Though no longer on the verge of death–or rather, returned from death–Gaston's life was still flashing before his eyes. Every memory he could remember was playing in succession, one after another, until.... There! One moment out of trillions, Gaston's mind snagged on an image of the village tavern, his tavern. It was empty of people and almost empty of furniture; Gaston had just bought the building, not a week after his father's death. Over the years he would decorate the place with hunting trophies and little nick-nacks from patrons. The memory felt.... Warm. Warm and safe.

 

Gaston couldn't thave stopped his body if he'd wanted to. His heart longed to be somewhere safe.

 

Dawn was still hours away and there was little light from the waning moon. In the darkness Gaston krept unseen behind houses and shops until the tavern's swinging sign came into view. He approached quickly and was surprised when the sign knocked into his forehead as he passed. Sure, Gaston was tall, usually he was the tallest man in the village. Only a few other villagers even came close, though the town got travelers from up North, where people were of larger stock, and, from time to time, one would be a few centimeters taller. But even with his large size, Gaston's head had always passed safely under the swinging sign.
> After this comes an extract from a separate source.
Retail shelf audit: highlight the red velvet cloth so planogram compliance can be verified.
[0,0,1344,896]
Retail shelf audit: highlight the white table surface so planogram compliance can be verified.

Turning to look at the sign, Gaston caught sight of something in the tavern window. A huge creature: a bear! No, not a bear, something larger. It had a sloping forhead, draped in fur so black that at first all Gaston could see were the eyes. It's eyes peeled through the void, bright blue and feral.

 

A horrified gasp came from behind and Gaston whipped around. There stood Isabella, the baker's wife, frozen with fear. On the ground by her feet lay a basket of bread, food her husband had forgotten to bring home after closing shop. She began stumbling back, he hands visible quaked. Her foot hit a fallen loaf of bread and Isabella went crashing down. She screamed.

 

At the sound, something in Gaston's brain clicked into place. She was in danger, he needed to protect her from the beast. Gaston ran for her.